Но когда мы поднялись и хотели уже откланяться, Дилхорн все-таки совладал с собой и поинтересовался, пусть и формально, может ли он что-нибудь сделать, чтобы нашему гостю еще приятнее было находиться в Британии, и наш гость ответил — замечу с удовольствием, ответил дерзко: да, безусловно, кое-что сделать можно. Он хотел бы взглянуть, как проходит судебное разбирательство по уголовному делу Стивена Уорда, обвиняемого в том, что он жил на безнравственные заработки Кристин Килер (о ее роли в скандале с Профьюмо я уже говорил выше). Дилхорн — а под его руководством и было состряпано это постыдное дело против Уорда — покраснел и пробормотал сквозь зубы:
— Разумеется.
Вот как вышло, что через пару дней мы с моим немецким гостем сидели бок о бок в суде номер один в Олд-Бейли, прямо за спиной обвиняемого — Стивена Уорда. Адвокат уже перешел к заключительной части оправдательной речи, а судья, которому Уорд неприятен был едва ли не больше, чем обвинителю, как мог этому адвокату мешал. Вероятно, хотя я теперь уже не вполне уверен, где-то на галерее, среди публики, сидела и Мэнди Райс-Дэвис — впрочем, тогда она так много появлялась на публике, что я могу и напутать. Мэнди, пока еще слишком молодая, чтобы получить удовольствие от того, что ей периодически приходится появляться в суде, была моделью, танцовщицей, стриптизершей и соседкой Кристин Килер.

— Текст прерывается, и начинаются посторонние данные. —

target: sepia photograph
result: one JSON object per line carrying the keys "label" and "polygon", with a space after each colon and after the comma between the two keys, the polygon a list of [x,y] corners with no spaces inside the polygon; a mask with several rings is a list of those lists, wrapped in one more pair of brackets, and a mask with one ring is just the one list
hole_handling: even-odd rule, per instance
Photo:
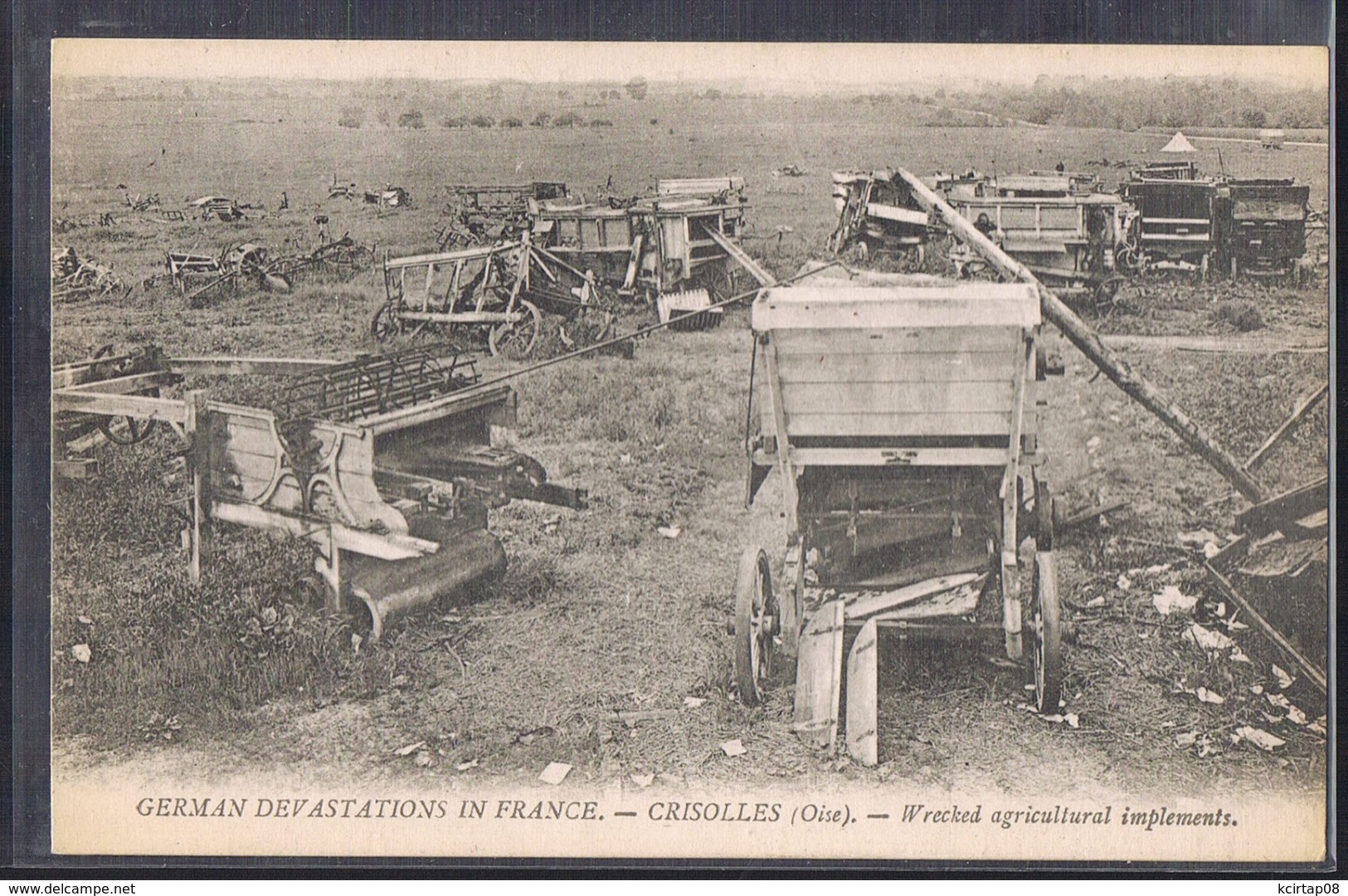
{"label": "sepia photograph", "polygon": [[1329,108],[53,40],[53,853],[1325,861]]}

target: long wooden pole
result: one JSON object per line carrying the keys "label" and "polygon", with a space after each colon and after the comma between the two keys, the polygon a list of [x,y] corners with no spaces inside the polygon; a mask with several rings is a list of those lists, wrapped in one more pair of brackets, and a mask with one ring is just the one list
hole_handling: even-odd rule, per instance
{"label": "long wooden pole", "polygon": [[1162,423],[1174,430],[1185,445],[1208,461],[1246,499],[1255,504],[1264,500],[1263,486],[1242,469],[1240,461],[1217,445],[1180,406],[1167,400],[1157,387],[1151,385],[1142,375],[1134,371],[1127,361],[1115,356],[1100,341],[1095,330],[1078,318],[1072,309],[1064,305],[1058,296],[1050,292],[1027,267],[1003,252],[1000,247],[984,236],[958,212],[952,209],[945,199],[930,190],[917,177],[903,168],[899,168],[899,177],[907,182],[914,198],[929,213],[940,217],[952,233],[972,245],[999,274],[1008,279],[1034,286],[1039,291],[1039,307],[1043,317],[1051,321],[1062,331],[1062,335],[1068,337],[1068,341],[1091,358],[1091,362],[1100,368],[1128,397],[1155,414]]}

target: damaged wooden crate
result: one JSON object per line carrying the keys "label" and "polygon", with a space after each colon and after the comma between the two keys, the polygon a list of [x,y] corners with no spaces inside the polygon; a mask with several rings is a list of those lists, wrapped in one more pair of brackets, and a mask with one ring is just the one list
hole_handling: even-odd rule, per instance
{"label": "damaged wooden crate", "polygon": [[878,637],[892,628],[1000,635],[1010,659],[1029,659],[1039,711],[1058,711],[1053,499],[1037,472],[1034,389],[1049,371],[1034,288],[774,287],[751,325],[760,424],[745,434],[748,499],[778,470],[787,538],[776,587],[766,551],[740,559],[740,699],[762,699],[772,653],[795,655],[797,732],[832,752],[841,725],[848,752],[874,764]]}

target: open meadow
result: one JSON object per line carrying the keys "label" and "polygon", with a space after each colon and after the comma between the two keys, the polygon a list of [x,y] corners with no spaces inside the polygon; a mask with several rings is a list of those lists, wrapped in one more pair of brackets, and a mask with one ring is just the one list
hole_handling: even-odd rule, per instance
{"label": "open meadow", "polygon": [[[658,178],[733,174],[745,181],[754,228],[745,248],[778,276],[828,257],[836,217],[830,171],[902,166],[917,174],[1097,171],[1154,156],[1163,136],[1054,127],[948,127],[921,102],[872,105],[830,97],[721,97],[652,90],[603,108],[555,90],[503,98],[346,96],[306,88],[293,96],[53,98],[53,236],[133,286],[124,296],[58,302],[53,361],[113,344],[152,342],[168,356],[350,358],[373,350],[369,319],[384,299],[377,271],[291,292],[239,290],[194,307],[167,283],[164,253],[218,255],[251,241],[311,248],[314,217],[377,256],[434,249],[452,183],[565,181],[588,197],[631,197]],[[275,93],[275,92],[272,92]],[[367,109],[340,127],[344,106]],[[377,109],[391,112],[381,124]],[[408,109],[425,127],[398,127]],[[563,109],[601,127],[443,127],[448,116],[491,110],[528,123]],[[1200,168],[1237,177],[1295,177],[1310,203],[1328,205],[1328,150],[1196,140]],[[1220,159],[1219,159],[1220,147]],[[772,177],[780,166],[802,177]],[[328,185],[402,186],[410,209],[326,199]],[[278,210],[282,193],[288,209]],[[247,220],[152,221],[124,197],[158,194],[166,209],[201,195],[241,203]],[[1318,241],[1317,241],[1318,240]],[[1322,234],[1312,253],[1325,252]],[[377,265],[376,265],[377,267]],[[1329,377],[1329,286],[1182,278],[1153,284],[1153,303],[1095,321],[1138,371],[1236,457],[1254,451],[1297,402]],[[158,276],[156,276],[158,275]],[[1254,306],[1237,326],[1232,307]],[[621,329],[652,319],[630,309]],[[751,338],[747,313],[718,329],[659,331],[632,360],[580,358],[523,376],[518,442],[550,478],[585,488],[576,512],[515,501],[492,513],[510,556],[500,581],[473,600],[399,618],[386,639],[352,648],[353,622],[324,614],[299,582],[310,569],[299,542],[220,527],[204,582],[193,587],[168,504],[168,435],[102,446],[102,477],[54,481],[54,753],[70,775],[109,767],[163,773],[398,780],[460,787],[532,780],[550,761],[585,780],[665,775],[687,781],[810,784],[905,780],[933,788],[1039,792],[1049,780],[1080,792],[1167,794],[1240,784],[1322,792],[1322,729],[1264,721],[1278,653],[1252,631],[1233,633],[1252,662],[1213,659],[1181,640],[1188,620],[1161,616],[1166,586],[1197,593],[1211,621],[1220,597],[1201,552],[1177,535],[1233,531],[1247,507],[1155,418],[1131,403],[1051,327],[1066,360],[1050,381],[1041,423],[1047,474],[1069,513],[1124,501],[1103,525],[1062,546],[1062,591],[1077,632],[1066,651],[1066,709],[1080,726],[1026,711],[1024,672],[999,645],[921,641],[882,652],[880,765],[821,760],[790,730],[791,682],[748,709],[731,690],[732,585],[740,551],[764,546],[780,561],[785,527],[774,473],[744,508],[744,416]],[[485,350],[484,350],[485,354]],[[501,358],[484,373],[520,366]],[[276,384],[193,381],[235,402],[263,402]],[[256,387],[256,391],[251,391]],[[1273,490],[1328,470],[1325,403],[1260,472]],[[666,538],[658,530],[674,531]],[[1325,585],[1274,596],[1298,643],[1325,660]],[[1291,606],[1287,605],[1291,601]],[[1208,608],[1204,610],[1202,608]],[[1208,616],[1202,616],[1206,612]],[[88,645],[78,662],[73,645]],[[895,643],[896,647],[896,643]],[[1202,702],[1196,689],[1224,695]],[[1324,698],[1304,682],[1286,695],[1310,719]],[[685,698],[697,698],[685,702]],[[702,701],[702,702],[698,702]],[[616,713],[650,713],[616,721]],[[640,715],[634,717],[640,719]],[[1278,752],[1233,744],[1240,726],[1275,730]],[[718,745],[739,738],[743,756]],[[422,746],[399,756],[404,745]],[[425,759],[421,759],[425,757]],[[577,772],[573,772],[576,775]]]}

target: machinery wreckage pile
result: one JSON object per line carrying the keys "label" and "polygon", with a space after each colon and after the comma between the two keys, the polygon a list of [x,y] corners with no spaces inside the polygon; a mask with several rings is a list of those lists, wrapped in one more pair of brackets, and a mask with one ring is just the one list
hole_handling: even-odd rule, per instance
{"label": "machinery wreckage pile", "polygon": [[[1115,272],[1158,257],[1148,243],[1158,230],[1148,228],[1166,220],[1151,198],[1142,210],[1132,205],[1138,189],[1150,195],[1150,182],[1130,182],[1130,198],[1072,175],[996,185],[929,183],[903,170],[834,175],[834,251],[859,243],[909,253],[921,268],[929,234],[942,229],[957,274],[981,268],[1003,283],[906,274],[857,282],[828,276],[830,265],[778,282],[740,247],[747,203],[731,178],[661,182],[655,197],[603,205],[555,183],[460,186],[452,217],[468,236],[450,251],[384,260],[373,335],[443,337],[480,326],[493,353],[524,357],[546,310],[584,322],[582,348],[492,380],[442,341],[344,362],[170,358],[156,349],[94,357],[54,369],[55,431],[66,449],[57,469],[92,474],[96,463],[81,457],[92,441],[129,443],[154,426],[171,427],[186,446],[183,543],[193,578],[213,523],[284,532],[314,546],[329,606],[367,608],[377,637],[390,616],[500,574],[506,558],[487,531],[488,508],[512,499],[584,508],[584,490],[547,482],[537,461],[496,438],[514,422],[511,377],[662,326],[706,325],[756,294],[748,391],[760,423],[745,433],[748,496],[778,470],[789,531],[783,565],[758,547],[739,565],[736,690],[756,703],[774,655],[794,658],[797,732],[875,764],[880,628],[1000,635],[1006,656],[1031,672],[1035,709],[1060,713],[1069,627],[1054,548],[1064,523],[1037,473],[1034,399],[1037,381],[1062,372],[1039,341],[1047,321],[1252,504],[1237,517],[1246,535],[1215,551],[1206,571],[1247,622],[1324,690],[1324,670],[1231,579],[1236,567],[1299,571],[1324,552],[1328,480],[1270,496],[1252,474],[1324,392],[1242,463],[1060,299],[1073,290],[1099,295],[1122,276]],[[1283,199],[1259,207],[1281,209]],[[1293,216],[1277,212],[1275,220]],[[1242,245],[1229,241],[1229,228],[1223,240],[1204,243],[1206,253],[1225,259]],[[1184,261],[1200,241],[1153,243],[1186,247]],[[1291,252],[1294,244],[1259,245]],[[353,248],[346,240],[332,247]],[[185,292],[206,286],[189,287],[191,278],[266,284],[294,272],[247,244],[224,259],[171,255],[170,268]],[[736,283],[740,271],[752,280],[747,290]],[[651,300],[661,323],[612,337],[605,294]],[[255,408],[204,392],[160,395],[186,375],[228,373],[291,377],[288,399]],[[785,569],[778,587],[774,569]],[[847,631],[855,637],[844,656]]]}
{"label": "machinery wreckage pile", "polygon": [[[1101,310],[1150,271],[1204,279],[1306,271],[1310,187],[1290,179],[1205,177],[1193,162],[1158,162],[1132,170],[1115,193],[1099,175],[1069,171],[937,174],[923,186],[1045,283]],[[895,171],[836,171],[833,201],[834,252],[888,253],[900,269],[921,271],[933,236],[949,233]],[[948,256],[961,278],[992,269],[958,238]]]}

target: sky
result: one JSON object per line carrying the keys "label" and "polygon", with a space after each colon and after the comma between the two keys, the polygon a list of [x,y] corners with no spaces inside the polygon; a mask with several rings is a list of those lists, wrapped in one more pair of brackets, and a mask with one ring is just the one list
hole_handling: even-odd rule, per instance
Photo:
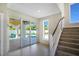
{"label": "sky", "polygon": [[71,23],[79,23],[79,3],[72,4],[70,6],[71,11]]}

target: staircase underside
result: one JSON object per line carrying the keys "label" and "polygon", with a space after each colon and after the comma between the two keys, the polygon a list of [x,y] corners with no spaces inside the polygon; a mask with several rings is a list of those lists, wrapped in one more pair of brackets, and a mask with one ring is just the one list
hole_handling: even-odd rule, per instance
{"label": "staircase underside", "polygon": [[64,28],[56,56],[79,56],[79,27]]}

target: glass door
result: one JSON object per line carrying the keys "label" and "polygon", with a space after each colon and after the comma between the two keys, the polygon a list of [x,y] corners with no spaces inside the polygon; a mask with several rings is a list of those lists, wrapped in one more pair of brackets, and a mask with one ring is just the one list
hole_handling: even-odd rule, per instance
{"label": "glass door", "polygon": [[21,48],[20,44],[20,29],[21,21],[18,19],[9,18],[8,30],[9,30],[9,51],[14,51]]}
{"label": "glass door", "polygon": [[30,45],[30,22],[22,21],[22,47]]}
{"label": "glass door", "polygon": [[30,26],[31,26],[31,34],[30,34],[31,44],[35,44],[35,43],[37,43],[36,23],[35,22],[30,22]]}

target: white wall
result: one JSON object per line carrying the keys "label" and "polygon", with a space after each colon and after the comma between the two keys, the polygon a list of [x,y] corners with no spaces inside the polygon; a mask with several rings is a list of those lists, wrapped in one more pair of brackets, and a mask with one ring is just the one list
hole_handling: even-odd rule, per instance
{"label": "white wall", "polygon": [[64,17],[65,17],[65,27],[79,27],[79,23],[77,24],[71,24],[70,23],[70,4],[69,3],[65,3],[64,4]]}
{"label": "white wall", "polygon": [[7,36],[7,4],[0,4],[0,13],[3,14],[3,55],[8,51],[8,36]]}

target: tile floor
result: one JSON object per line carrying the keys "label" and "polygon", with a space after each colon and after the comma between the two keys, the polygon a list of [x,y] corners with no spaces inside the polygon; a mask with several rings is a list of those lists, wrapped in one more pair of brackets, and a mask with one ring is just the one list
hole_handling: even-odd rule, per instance
{"label": "tile floor", "polygon": [[49,56],[49,48],[42,44],[34,44],[9,52],[8,56]]}

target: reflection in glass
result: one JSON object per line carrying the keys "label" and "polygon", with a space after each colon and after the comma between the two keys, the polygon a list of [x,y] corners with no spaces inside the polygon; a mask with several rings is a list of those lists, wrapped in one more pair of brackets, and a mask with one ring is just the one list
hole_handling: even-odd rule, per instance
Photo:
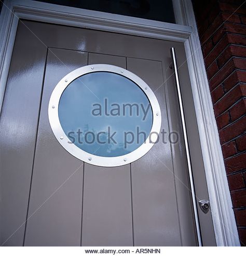
{"label": "reflection in glass", "polygon": [[140,87],[107,72],[74,80],[61,97],[58,113],[69,142],[102,157],[122,156],[138,148],[153,122],[149,101]]}

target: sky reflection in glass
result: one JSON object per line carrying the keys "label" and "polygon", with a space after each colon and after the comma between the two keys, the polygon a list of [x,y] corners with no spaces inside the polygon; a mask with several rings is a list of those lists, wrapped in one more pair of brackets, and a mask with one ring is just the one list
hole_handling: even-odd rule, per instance
{"label": "sky reflection in glass", "polygon": [[140,87],[122,75],[104,71],[71,83],[61,97],[58,113],[72,142],[88,153],[110,157],[140,147],[149,134],[153,118]]}

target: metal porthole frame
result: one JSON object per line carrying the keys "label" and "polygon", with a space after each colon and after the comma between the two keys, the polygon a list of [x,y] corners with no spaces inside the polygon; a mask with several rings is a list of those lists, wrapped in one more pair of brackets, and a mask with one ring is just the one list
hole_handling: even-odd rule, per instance
{"label": "metal porthole frame", "polygon": [[[153,111],[153,123],[150,134],[145,142],[133,151],[117,157],[95,156],[81,149],[70,142],[62,128],[58,116],[58,106],[61,96],[67,86],[75,79],[89,73],[104,71],[125,76],[133,82],[145,93]],[[48,106],[49,121],[51,130],[61,145],[70,154],[87,163],[100,167],[113,167],[131,163],[145,155],[156,142],[161,124],[161,113],[159,103],[149,86],[140,77],[119,67],[106,64],[95,64],[79,68],[66,74],[54,87]],[[155,136],[151,135],[155,134]]]}

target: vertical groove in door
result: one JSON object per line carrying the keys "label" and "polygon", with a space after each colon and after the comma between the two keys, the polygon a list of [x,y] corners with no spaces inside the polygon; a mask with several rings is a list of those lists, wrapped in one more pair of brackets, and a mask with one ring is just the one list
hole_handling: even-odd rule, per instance
{"label": "vertical groove in door", "polygon": [[[164,98],[165,98],[165,100],[167,103],[167,104],[166,105],[166,111],[167,113],[167,122],[168,124],[168,131],[171,131],[171,126],[170,126],[170,118],[169,117],[169,112],[168,111],[168,104],[169,101],[169,99],[168,98],[168,97],[167,96],[167,88],[166,88],[166,84],[167,84],[167,82],[169,79],[170,79],[171,77],[171,76],[173,74],[174,72],[172,72],[172,71],[171,71],[172,74],[171,75],[169,75],[168,78],[167,78],[167,75],[166,75],[166,72],[168,70],[169,68],[170,68],[170,66],[172,65],[172,60],[171,60],[171,62],[168,64],[168,67],[167,69],[166,69],[166,66],[163,67],[163,63],[162,61],[161,62],[161,70],[162,71],[162,79],[163,79],[163,84],[162,86],[163,87],[163,91],[164,91]],[[165,70],[165,72],[163,72],[163,71]],[[173,149],[172,148],[172,147],[171,145],[170,145],[170,152],[171,152],[171,155],[172,156],[172,169],[171,169],[171,172],[172,171],[173,174],[173,182],[174,183],[174,188],[175,188],[175,194],[176,196],[176,198],[177,198],[177,200],[176,201],[176,207],[177,207],[177,219],[179,220],[179,227],[180,229],[180,241],[181,241],[181,246],[183,246],[183,239],[182,239],[182,236],[181,234],[181,221],[180,221],[180,214],[181,214],[180,211],[179,211],[179,203],[177,202],[178,200],[178,195],[177,195],[177,184],[176,184],[176,176],[174,173],[174,167],[173,166],[173,155],[174,155],[174,152],[173,152]]]}
{"label": "vertical groove in door", "polygon": [[[87,58],[88,59],[88,58]],[[85,162],[83,163],[83,176],[82,178],[82,203],[81,203],[81,232],[80,232],[80,246],[82,246],[82,228],[83,225],[83,203],[84,203],[84,184],[85,181]]]}
{"label": "vertical groove in door", "polygon": [[[33,161],[32,167],[32,174],[31,175],[30,186],[30,189],[29,189],[29,195],[28,196],[28,209],[26,211],[26,217],[25,219],[25,221],[23,223],[23,224],[25,224],[25,228],[24,228],[24,237],[23,237],[23,246],[24,246],[25,245],[25,233],[26,233],[26,224],[27,224],[27,222],[28,222],[28,213],[29,213],[29,205],[30,205],[30,202],[31,191],[32,189],[32,182],[33,180],[33,169],[34,169],[34,167],[35,152],[36,152],[36,146],[37,146],[37,135],[38,135],[38,126],[39,125],[40,113],[41,112],[41,105],[42,103],[43,93],[43,91],[44,91],[44,85],[45,83],[45,73],[46,72],[46,66],[47,66],[47,59],[48,59],[48,52],[49,52],[49,48],[47,47],[47,50],[46,50],[46,58],[45,58],[45,67],[44,67],[44,75],[43,76],[42,87],[41,88],[41,92],[40,92],[40,99],[39,99],[39,109],[38,109],[38,119],[37,119],[37,126],[36,126],[34,151],[33,152]],[[34,212],[34,213],[35,213],[35,212]]]}
{"label": "vertical groove in door", "polygon": [[132,201],[132,182],[131,176],[131,163],[130,164],[130,182],[131,183],[131,221],[132,225],[132,246],[134,246],[134,223],[133,223],[133,207]]}

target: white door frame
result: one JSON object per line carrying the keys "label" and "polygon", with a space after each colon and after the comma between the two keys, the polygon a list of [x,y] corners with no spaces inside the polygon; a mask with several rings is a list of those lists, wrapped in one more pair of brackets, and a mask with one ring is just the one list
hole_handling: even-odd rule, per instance
{"label": "white door frame", "polygon": [[0,110],[19,19],[184,43],[216,244],[240,246],[218,130],[191,0],[173,0],[171,24],[31,0],[5,0],[0,16]]}

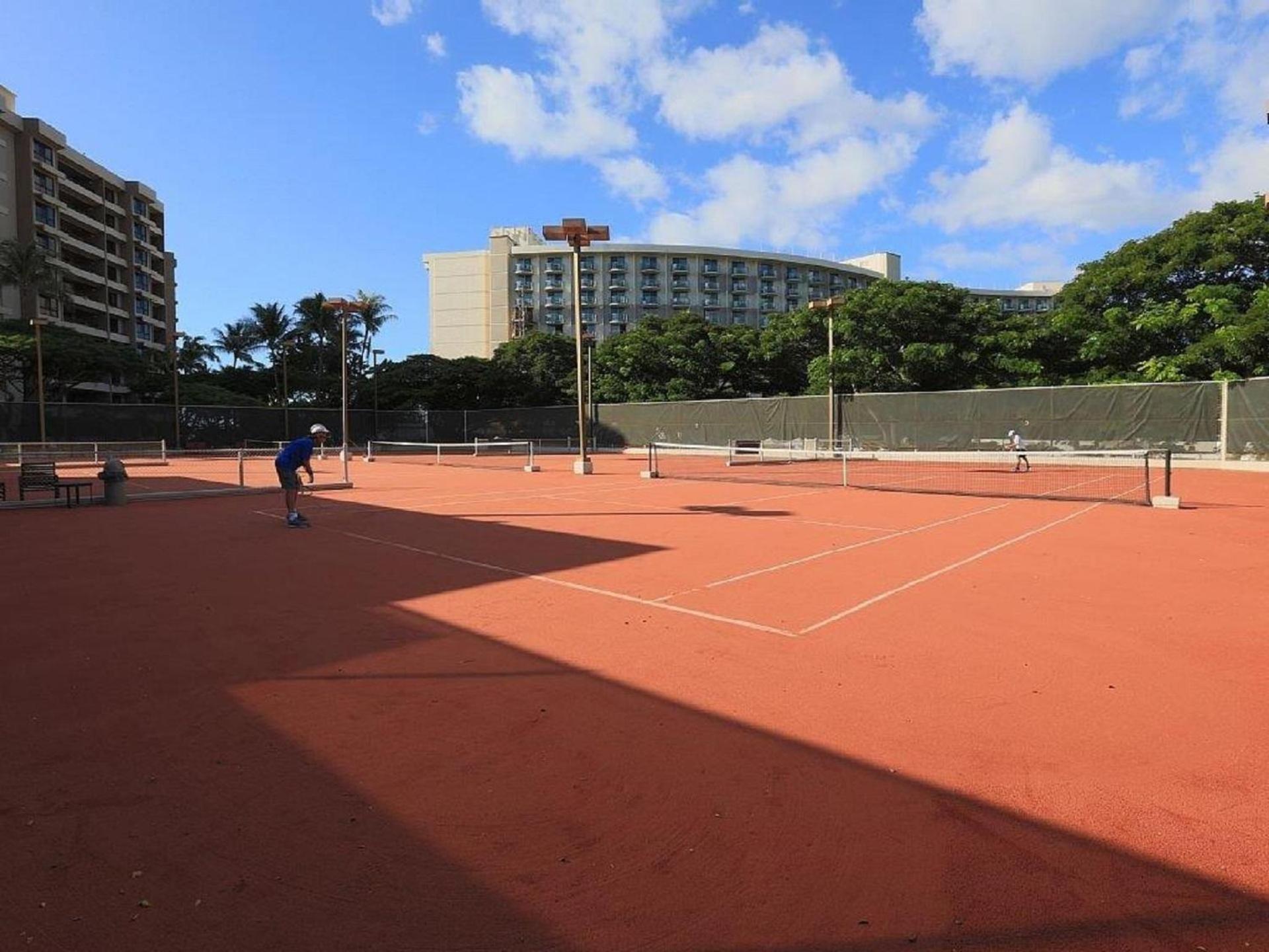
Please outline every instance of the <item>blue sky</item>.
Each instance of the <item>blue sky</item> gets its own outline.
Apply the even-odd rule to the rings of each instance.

Зато я отчетливо помню изможденное лицо Уорда, когда он, поняв, что мы какие-то важные персоны, повернулся нас поприветствовать: напряженный орлиный профиль, лицо — кожа да кости, жесткая улыбка, глаза навыкате, красные, воспаленные от усталости, и хриплый голос курильщика, будто бы беспечный.
— Как, вы считаете, обстоят мои дела? — спросил он нас внезапно, с ходу.